August 29, 2008, - 1:29 pm
Weekend Box Office: “Frozen River” Accurately Depicts Indian Tribes’ Alien Smuggling, Possible Consequences
By Debbie Schlussel
**** Read My Review of “Traitor” Here. ****
“Frozen River” is not your average left-wing arthouse movie about the underclass and working class in America.
It is that, but it’s more. With no name actors, the movie focuses on a topic I’ve written about and which doesn’t get enough attention–border Indian tribes and their involvement in smuggling illegal aliens across the border. As I’ve noted, Indian tribes on the border of New York and Canada–as in this movie–also helped Hezbollah in their cigarette smuggling scams.
I also liked that this movie showed the terrible consequences that might happen (but, sadly, don’t happen enough) to those who engage in alien smuggling into America. In this movie, the consequences are tragic and the message is good: Don’t do it. It’s not worth it.
The movie is also quite illustrative of two other issues, which never see the light of day, Native American racism against Whites and the inability of Border Patrol and police to have any significant police power on tribal lands. That’s often the problem in enforcing our borders.
Still, I had my problems with this movie. And that’s other than the fact that it’s extremely depressing and mostly dark.
While we can’t deny that there are many working-class people in America, struggling to survive, this movie makes it look as if they must break the law and engage in activities like jeopardizing our borders, in order to survive.
I also didn’t like the conventional narrative of the loser husband/father who leaves the family in jeopardy and despair.
Melissa Leo plays Ray Eddy, a working-class woman employed part-time at a dollar store. The mother of two, her husband is a gambling addict, who left her and her sons, taking their rent money to gamble in Atlantic City. As a result, she can’t afford to pay for the family’s double-wide trailer, which they need to live in (they’re stuck in a smaller unit).
Looking for her husband and his car at a tribal bingo hall, Ray finds the car, but not her husband. The thief, it turns out, is another single mother–an American Indian woman who smuggles illegal aliens into the country over tribal lands and frozen lakes.
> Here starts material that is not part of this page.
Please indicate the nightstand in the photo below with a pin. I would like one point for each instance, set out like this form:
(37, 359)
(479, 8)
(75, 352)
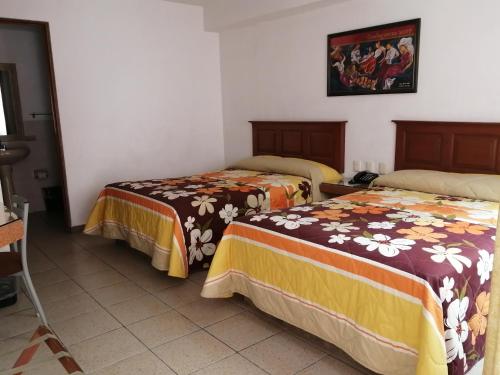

Soon, they become unwilling business partners in crime.
One scene I found interesting was when they smuggle in Pakistani aliens. Ray doesn’t want to do it because she fears that they could be Islamic terrorists. But she gets through that fear in a second and takes them anyway . . . for the money. That’s the ethics of illegal alien smugglers. They don’t care about America’s borders. They just want the money. In the same scene, Ray dumps a bag the Pakistanis are carrying, saying it could be a bomb. Um, she doesn’t think they can get the components to build a bomb and create one from scratch, once they’re on American soil?
In this movie, those things are shown to mock rightful American suspicions of Muslim illegal aliens from places like Pakistan. But despite trying, the movie can’t get away from the fact that these are valid concerns.
That’s why I liked this movie–not for the messages it was trying to send, but for most of the messages it did send:
To wit, that smuggling aliens into America is a bad idea and bad businesss. And the people we think are so worthy or our respect and pity–American Indians and down-on-their-luck Americans–are often involved in this very unrespectable sleazy operation.